物価上昇により国民が持つお金の価値が下がる一方、政府は債務負担の軽減や税収増の恩恵を受けること
現状のような高インフレの継続は望ましくありませんし、日本銀行も2%のインフレ目標を掲げています。
そうなると重要なのは、現在0.5%程度の実質GDP成長率をどこまで伸ばせるかです。どの政党が勝つにしろ、成長分野に効果的に財政資金を投下して、潜在成長率、つまり成長率の天井を高めることが重要です。
インフレ率が2%程度に落ち着き、政府の成長戦略が奏功して実質GDP成長率が1%程度まで上がったとすると、名目GDP成長率は3%程度です。その場合、高市首相の言う「責任ある」を実現するには、政府債務残高の伸びを3%以下に抑えることが必要になります。
財政支出を増やす中で、もう一つ懸念されるのが金利上昇です。長期金利が上昇すると、国民への負担となるだけでなく、政府も国債の利払い費用が増加して財政が圧迫されます。

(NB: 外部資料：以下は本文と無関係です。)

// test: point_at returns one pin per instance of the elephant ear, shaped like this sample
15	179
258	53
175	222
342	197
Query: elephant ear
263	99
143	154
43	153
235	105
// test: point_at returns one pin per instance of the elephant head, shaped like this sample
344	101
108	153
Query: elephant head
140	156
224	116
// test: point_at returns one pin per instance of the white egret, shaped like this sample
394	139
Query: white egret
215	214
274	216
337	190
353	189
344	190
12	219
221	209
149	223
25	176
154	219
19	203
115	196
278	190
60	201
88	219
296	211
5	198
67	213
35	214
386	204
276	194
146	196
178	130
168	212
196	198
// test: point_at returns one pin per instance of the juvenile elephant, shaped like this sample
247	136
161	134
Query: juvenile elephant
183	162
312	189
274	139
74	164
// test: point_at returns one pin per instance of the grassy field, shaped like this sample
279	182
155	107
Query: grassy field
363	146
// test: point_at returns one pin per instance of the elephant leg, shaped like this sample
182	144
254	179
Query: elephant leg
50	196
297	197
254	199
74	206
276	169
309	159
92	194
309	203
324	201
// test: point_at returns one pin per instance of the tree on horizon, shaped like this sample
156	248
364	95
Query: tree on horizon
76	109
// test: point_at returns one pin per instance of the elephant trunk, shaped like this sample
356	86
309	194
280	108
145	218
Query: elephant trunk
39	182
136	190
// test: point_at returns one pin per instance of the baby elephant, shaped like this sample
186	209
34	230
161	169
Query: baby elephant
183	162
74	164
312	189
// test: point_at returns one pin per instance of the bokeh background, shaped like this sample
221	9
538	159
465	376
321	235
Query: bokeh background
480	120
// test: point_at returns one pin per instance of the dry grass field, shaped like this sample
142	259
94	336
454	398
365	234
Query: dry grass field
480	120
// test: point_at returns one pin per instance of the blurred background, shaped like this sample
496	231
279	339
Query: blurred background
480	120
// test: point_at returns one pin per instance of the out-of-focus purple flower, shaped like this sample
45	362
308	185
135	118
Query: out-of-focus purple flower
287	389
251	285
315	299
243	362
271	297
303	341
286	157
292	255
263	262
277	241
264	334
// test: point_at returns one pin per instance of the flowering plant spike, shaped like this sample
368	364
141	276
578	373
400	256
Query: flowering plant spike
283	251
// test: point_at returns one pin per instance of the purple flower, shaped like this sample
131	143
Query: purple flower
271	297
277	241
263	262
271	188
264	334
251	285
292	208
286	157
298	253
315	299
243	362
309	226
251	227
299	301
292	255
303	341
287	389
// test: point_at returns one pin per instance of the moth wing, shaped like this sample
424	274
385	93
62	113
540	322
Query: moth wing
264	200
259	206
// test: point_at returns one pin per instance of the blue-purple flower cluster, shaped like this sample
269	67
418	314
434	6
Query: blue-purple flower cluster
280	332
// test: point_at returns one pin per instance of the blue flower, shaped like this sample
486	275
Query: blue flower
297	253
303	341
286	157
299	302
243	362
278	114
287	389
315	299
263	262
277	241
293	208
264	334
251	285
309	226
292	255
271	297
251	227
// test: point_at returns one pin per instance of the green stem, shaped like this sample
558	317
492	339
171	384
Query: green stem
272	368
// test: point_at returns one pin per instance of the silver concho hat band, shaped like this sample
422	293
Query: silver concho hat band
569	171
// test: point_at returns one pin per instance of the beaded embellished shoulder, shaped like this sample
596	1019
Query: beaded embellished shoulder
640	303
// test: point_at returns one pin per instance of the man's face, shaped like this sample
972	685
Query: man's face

「ドーマー条件」という有名な考え方によれば、長期金利が名目GDP成長率よりも高くなると、財政の持続可能性が低下すると言われています。
1月には長期金利が2.3%台まで上がりました。先ほど述べたように、長期的に見た名目GDP成長率の姿が3%だとすると、長期金利が3%まで上昇すれば、ドーマー条件に抵触することになり、財政の持続可能性が怪しくなります。
トウシル:今回の衆院選後の経済はどうなりそうですか?
愛宕:ほとんどの政党が消費税減税もしくは廃止を掲げていますので、高市氏率いる自民党が勝っても負けても、財政面では拡張傾向が強まり、日本の財政に対する信認低下が続く可能性が高いとみています。
消費税減税を実施するとしても、きちんと財源を示して、いかに財政規律の維持と整合させるか、そしてそれをいかに国民や市場に対して説明するかが重要になります。
選挙後に選ばれる政権が、円安や長期金利の上昇といった金融市場の警鐘を真摯(しんし)にとらえ、政策運営に生かせるかどうかが重要なポイントになってくるのではないでしょうか。